International Collaborative Learning Project

So, it all happened when we were tossing around ideas on #whatisschool chat! It is one of the coolest chats, because you meet people/educators from all over the world!

We were talking about 21st Century skills and a “global classroom” – see my thoughts about a low-tech 21st
century classroom here. A few of us started to get excited about setting up various technological arrangements (Blogs, Voxer, FaceTime, Google+, etc) to facilitate an international collaborative project. This could look like several different things…

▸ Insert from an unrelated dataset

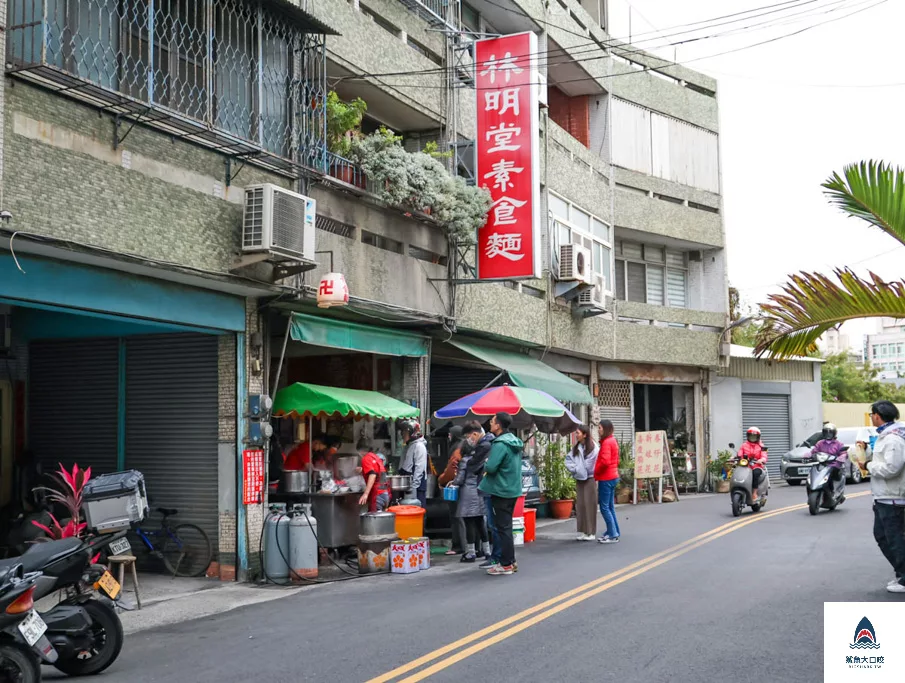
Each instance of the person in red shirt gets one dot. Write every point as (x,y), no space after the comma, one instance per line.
(756,453)
(376,494)
(299,457)
(606,472)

Basic Level: Cultural Show and Tell
When students are learning about cultures/civilization/society, they could gather information about their own culture and organize/categorize the information to share with others. I can picture categories like food, religion, customs, holidays, school, “day in the life”, local government, local industry, adult life, student life, transportation, sports, hobbies, entertainment, common problems, subgroups, haves/have nots, politics, etc…. Students could poll each other about the most popular things/trends and present information in a wide variety of ways. They could do in depth audio diaries on Voxer, blogs, sm accounts (twitter), skype, etc… With enough mini-topics it could be an ongoing/episode/chapter driven share schedule. This creates a great audience for our students and provides a framework for them to discover about themselves and another culture. Students could create their own categories, and even a rubric by which to evaluate their work (the international “others” could evaluate their presentations). This would be an exchange situation of course – kids from different classrooms sharing the same info but special for their culture/country. Maybe they could collaborate on the rubric and goals of the project. This is a low level collaborative activity – it’s really about awareness and sharing different cultural information – not actual teamwork.

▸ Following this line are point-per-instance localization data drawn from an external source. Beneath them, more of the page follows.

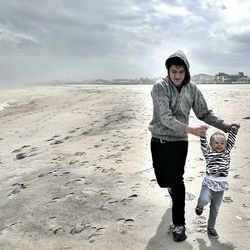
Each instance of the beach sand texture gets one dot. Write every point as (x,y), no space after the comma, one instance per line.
(76,171)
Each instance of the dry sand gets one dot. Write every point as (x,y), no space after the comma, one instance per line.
(76,171)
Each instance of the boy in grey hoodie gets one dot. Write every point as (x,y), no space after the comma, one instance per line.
(173,98)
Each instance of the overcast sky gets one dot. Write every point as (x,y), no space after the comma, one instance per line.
(87,39)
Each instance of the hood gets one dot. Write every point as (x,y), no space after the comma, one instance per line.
(183,57)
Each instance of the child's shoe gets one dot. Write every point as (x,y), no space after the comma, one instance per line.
(178,233)
(198,210)
(212,232)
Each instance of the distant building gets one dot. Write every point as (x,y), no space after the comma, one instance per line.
(225,78)
(242,80)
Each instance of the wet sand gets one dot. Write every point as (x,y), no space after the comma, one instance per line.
(76,171)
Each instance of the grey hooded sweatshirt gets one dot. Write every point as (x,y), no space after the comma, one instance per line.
(171,108)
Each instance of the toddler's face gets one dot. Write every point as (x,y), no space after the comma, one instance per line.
(218,143)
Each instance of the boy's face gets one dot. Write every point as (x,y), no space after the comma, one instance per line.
(218,143)
(177,74)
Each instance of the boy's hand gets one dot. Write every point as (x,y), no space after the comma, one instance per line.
(235,128)
(229,127)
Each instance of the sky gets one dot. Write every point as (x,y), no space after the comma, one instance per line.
(75,40)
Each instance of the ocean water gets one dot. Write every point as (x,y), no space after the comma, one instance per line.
(10,103)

Higher Level: United Nations Current Event study
Students from two or more international perspectives study a current event through a PBL framework. As they learn about this real life situation or problem – they could work in collaboration online (via Voxer, blog, social media, FaceTime, or Skype) and follow the PBL process to research the issues and/or the international problem. It would be interesting to analyze how different people have different processes to investigate a problem and different perspectives on a similar event. Students could pair up and work together to share information and make decisions about furthering the research and making this “entry event” into a driving question to try out in their two different locations.
Students could also look through a political and geographic lens as they survey others in their community about questions related to the situation. This would require quite a not of research design collaboration. How do make sure all those surveyed understand the current event. What do certain answers mean?
On a more complex level, students could extend the pbl process to predict outcomes of current events and engage in a parallel UN deliberating, predicting, and interacting to make decisions/resolutions about international events.
Students would have to conduct a survey of their country and the different viewpoints within it then predict what policy or decisions would be made in the wake of the crisis. This could also lead into more reflection and interaction to understand why predictions didn’t come true. Students could interact in a formal way – modeled after the UN.

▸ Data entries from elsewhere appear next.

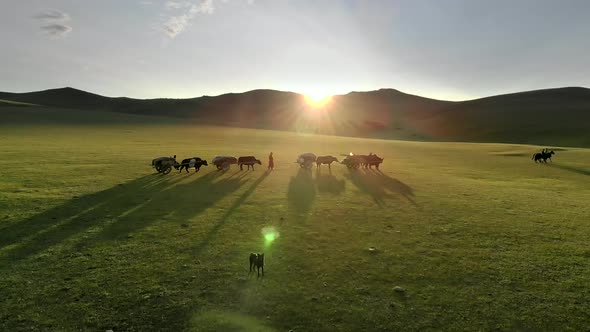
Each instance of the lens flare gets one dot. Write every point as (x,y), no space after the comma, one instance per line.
(270,234)
(317,100)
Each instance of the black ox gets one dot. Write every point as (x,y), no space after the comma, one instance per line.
(187,163)
(249,161)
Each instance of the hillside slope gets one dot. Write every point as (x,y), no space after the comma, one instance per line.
(551,117)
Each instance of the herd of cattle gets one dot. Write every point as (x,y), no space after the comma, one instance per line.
(306,160)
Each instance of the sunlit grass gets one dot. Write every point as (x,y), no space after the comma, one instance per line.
(477,235)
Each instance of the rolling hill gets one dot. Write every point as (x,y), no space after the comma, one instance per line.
(551,117)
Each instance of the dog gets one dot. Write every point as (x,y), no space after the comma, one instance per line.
(257,261)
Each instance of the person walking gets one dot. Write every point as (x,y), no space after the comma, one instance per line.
(271,162)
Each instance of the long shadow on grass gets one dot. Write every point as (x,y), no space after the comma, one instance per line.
(573,169)
(328,183)
(114,213)
(213,231)
(380,186)
(301,192)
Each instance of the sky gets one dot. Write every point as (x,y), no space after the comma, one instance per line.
(444,49)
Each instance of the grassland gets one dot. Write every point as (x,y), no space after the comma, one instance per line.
(478,236)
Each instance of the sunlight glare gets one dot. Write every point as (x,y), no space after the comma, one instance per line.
(317,99)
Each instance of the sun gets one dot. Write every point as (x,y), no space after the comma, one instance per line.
(317,99)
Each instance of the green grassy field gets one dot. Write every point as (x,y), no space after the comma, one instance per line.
(478,236)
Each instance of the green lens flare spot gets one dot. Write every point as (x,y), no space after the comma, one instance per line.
(270,234)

These are just ideas to get the ball rolling.


One thought on “International Collaborative Learning Project

  1. I particularly like the idea of having them relate to one another on a platform like Twitter. In my mind I would see it working best with an essential question about life. So rather than a topic per say, students from different parts of the world would answer questions dealing with politics, relationships, personality, citizenship, etc. and explore the similarities and differences in responses from different cultures. Thanks for the post!